When Nai learned her sleep-addled babbling had helped kill those who had the audacity to have more than her parents, she refused to help them or the king in any endeavor, instead choosing a more solitary life.
Unfortunately, being an oracle had its limits. She never knew what would come of her life, only the lives of those around her. If she happened to be have a personal connection to them, she sometimes received glimpses of her future entwined with theirs.
Five summers came and went and during that time, she learned to control her visions. Honing them to the point where she could rest without fear of spilling someone’s future.
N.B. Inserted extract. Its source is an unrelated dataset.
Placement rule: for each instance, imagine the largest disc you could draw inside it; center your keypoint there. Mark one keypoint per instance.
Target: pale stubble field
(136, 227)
She was fifteen when Darius the III’ men appeared at her hut, took turns raping her until they each had their fill then brought her battered body to the king. His cold, venomous words rang clear in her head. “A pity an oracle such as you would resist the finer things in life. A gilded cage is where you’ll stay until such time I see fit to release you on my prey.” Later she found out, through slaves and concubines, her parents sold her to the king.
Her enslavement had brought her parents two goats and a chicken, plus the envy of those who conspired with them….
The years passed with little to no change in her status. If she had thought to escape, all those she considered friends died horrible deaths in front of her. Since she’d refused to voluntarily help, she never saw their deaths and, in turn, shame and guilt weighed heavily on her soul, leaving behind a black stain she’d never remove.